Lost your spark? Career broken down? Actually know what a carburettor is? You should become a Mechanic…

Mechanics inspect, diagnose, repair and maintain automotive vehicles.

Their expertise covers everything from engines, electrics and exhausts, through to air conditioning and alarm systems. They may also be involved in renovating, restoring and refurbishing old vehicles.

Mechanics commonly work in garages and repair centres, and work for large multi-national chains or for privately run smaller businesses.

Although specific responsibilities vary, typical duties could include:

  • Assessing vehicles and diagnosing mechanical faults
  • Replacing parts and repairing systems
  • Fitting radios and other accessories
  • Customising and upgrading vehicles
  • Road testing vehicles and performing MOTs
Is it right for me?

An expert knowledge of cars and other automotive vehicles, as well as excellent practical and problem-solving skills, are vital for anyone looking to become a Mechanic.

However, as much of the work involves heavy lifting, you’ll also need a good level of physical strength and endurance. Which isn’t always easy when having to fit under vehicles or work in cramped spaces. Experience with tools and specialised car parts is similarly essential.

Those who don’t know their exhaust pipe from their silicone elbow need not apply…

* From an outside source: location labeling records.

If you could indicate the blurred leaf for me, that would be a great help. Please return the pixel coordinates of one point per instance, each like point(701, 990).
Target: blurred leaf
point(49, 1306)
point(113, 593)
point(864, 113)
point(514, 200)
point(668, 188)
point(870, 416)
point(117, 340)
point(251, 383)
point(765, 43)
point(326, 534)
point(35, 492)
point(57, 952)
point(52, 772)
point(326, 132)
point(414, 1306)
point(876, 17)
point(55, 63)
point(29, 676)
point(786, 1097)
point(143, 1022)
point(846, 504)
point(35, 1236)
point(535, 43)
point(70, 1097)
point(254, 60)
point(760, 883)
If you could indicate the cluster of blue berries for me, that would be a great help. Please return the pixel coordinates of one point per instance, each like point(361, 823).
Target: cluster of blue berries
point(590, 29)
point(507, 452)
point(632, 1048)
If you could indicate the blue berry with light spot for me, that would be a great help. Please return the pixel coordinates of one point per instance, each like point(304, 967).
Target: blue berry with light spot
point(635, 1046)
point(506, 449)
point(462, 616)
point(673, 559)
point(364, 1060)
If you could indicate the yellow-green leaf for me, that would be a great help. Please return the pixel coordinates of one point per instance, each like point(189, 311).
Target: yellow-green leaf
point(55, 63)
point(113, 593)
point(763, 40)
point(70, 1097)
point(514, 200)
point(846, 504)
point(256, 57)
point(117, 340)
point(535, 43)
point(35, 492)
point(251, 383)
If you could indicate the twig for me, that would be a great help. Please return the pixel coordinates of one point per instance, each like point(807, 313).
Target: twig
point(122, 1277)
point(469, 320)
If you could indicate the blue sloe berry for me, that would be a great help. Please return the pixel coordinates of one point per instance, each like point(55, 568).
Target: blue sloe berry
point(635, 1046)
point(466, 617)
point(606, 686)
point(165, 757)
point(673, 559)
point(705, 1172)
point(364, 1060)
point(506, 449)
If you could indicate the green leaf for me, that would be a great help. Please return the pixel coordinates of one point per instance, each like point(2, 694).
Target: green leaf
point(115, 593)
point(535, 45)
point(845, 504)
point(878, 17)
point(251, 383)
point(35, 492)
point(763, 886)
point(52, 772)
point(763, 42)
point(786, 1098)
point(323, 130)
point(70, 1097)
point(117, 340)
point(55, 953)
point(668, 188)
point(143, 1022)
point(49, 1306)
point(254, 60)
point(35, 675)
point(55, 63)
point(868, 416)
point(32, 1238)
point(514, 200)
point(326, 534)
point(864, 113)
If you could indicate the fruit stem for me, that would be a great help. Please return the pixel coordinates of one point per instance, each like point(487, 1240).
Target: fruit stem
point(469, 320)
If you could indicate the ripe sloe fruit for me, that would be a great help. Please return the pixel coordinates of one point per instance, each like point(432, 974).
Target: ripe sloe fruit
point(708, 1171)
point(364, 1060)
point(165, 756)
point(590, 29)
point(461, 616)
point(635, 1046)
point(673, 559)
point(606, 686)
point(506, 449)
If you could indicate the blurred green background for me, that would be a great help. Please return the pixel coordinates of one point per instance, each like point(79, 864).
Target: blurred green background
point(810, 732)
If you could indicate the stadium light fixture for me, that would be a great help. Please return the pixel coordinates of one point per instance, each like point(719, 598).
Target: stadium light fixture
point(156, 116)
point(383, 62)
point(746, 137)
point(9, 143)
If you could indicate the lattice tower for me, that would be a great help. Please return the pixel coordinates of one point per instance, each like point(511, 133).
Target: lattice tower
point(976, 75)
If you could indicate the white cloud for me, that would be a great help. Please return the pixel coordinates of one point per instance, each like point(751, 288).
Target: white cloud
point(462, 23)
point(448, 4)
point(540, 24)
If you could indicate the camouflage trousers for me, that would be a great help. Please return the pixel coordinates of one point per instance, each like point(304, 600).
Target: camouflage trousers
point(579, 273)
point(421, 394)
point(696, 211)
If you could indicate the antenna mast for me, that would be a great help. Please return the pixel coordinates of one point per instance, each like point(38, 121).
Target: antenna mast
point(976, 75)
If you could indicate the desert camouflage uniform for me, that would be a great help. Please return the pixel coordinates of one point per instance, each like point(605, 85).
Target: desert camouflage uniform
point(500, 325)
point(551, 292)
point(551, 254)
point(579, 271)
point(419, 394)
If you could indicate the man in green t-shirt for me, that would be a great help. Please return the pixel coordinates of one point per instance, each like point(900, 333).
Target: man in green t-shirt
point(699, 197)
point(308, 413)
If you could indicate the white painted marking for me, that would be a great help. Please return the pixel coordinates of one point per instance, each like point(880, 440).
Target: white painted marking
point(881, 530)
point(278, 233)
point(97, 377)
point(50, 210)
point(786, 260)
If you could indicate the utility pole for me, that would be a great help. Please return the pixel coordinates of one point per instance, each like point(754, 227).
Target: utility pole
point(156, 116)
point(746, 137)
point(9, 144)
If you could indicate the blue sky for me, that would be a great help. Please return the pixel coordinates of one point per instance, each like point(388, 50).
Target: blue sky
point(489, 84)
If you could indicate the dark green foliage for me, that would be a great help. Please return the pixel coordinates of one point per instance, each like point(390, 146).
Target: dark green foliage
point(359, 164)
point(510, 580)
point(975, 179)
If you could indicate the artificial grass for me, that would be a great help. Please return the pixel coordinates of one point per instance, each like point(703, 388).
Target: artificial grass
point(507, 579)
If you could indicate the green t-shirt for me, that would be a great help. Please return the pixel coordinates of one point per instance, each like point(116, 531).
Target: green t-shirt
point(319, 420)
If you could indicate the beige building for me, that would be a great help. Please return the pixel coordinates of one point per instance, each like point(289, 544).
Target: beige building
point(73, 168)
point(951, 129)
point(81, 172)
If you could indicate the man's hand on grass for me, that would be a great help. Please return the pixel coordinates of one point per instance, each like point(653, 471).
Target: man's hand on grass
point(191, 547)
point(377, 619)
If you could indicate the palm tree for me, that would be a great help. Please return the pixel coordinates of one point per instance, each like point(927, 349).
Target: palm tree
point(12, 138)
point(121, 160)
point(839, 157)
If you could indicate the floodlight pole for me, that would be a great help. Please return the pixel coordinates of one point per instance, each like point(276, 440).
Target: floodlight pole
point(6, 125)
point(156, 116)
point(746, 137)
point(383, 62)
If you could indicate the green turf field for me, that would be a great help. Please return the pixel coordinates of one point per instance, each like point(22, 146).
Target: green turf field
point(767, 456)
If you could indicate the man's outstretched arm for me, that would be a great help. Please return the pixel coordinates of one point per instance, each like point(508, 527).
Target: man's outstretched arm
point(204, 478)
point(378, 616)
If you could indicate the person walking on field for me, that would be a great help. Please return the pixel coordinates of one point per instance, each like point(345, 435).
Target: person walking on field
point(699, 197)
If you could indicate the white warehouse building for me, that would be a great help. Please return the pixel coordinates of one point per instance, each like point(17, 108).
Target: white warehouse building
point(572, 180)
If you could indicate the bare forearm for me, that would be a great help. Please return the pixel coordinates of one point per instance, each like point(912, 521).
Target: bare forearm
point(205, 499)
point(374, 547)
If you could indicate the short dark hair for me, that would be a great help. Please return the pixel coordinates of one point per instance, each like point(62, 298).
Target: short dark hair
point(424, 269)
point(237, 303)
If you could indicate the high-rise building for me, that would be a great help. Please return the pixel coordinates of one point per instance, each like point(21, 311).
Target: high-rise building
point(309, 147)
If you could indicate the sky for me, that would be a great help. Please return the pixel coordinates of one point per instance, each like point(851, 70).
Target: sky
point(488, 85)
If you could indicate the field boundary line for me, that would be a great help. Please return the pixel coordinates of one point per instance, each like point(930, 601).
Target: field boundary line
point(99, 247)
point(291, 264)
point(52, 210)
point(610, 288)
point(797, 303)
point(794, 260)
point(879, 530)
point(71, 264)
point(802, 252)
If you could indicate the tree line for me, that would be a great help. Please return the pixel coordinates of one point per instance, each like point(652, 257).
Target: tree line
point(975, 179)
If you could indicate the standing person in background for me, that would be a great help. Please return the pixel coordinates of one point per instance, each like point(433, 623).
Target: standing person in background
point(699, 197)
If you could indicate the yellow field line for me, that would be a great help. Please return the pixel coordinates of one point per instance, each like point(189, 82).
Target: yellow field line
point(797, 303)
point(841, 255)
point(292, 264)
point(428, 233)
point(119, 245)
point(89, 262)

Other key skills for a Mechanic include:

  • Manual dexterity and critical thinking
  • Excellent concentration skills
  • Patience
  • Attention to detail
  • Interpersonal and customer service skills
  • Honesty, integrity and trustworthiness
Career Progression

Junior Mechanic

Up to £14,000


Up to £20,000

Senior Mechanic

Up to £30,000

What's it really like?

I’ve been a petrol head for almost as long as I can remember, but I really only got into the profession by accident. Essentially, I just bought a lot of terrible cars, and pretty much had to learn how to fix them as I went along. Doing it full-time is great. I’m a practical person anyway, so I like that I’m not sitting around all day – I’d get way too bored. It’s basically all about fault finding and problem solving. It can be really hard, physical work, and it does get pretty hot and uncomfortable at times. But some of the cars I get to work on are incredible. I worked on a CityRover the other day…

Get qualified

You won’t necessarily need a degree in order to become a Mechanic. The most common route is to become a trainee or apprentice, which will provide on-the-job training and allow you to build your experience and expertise whilst you work.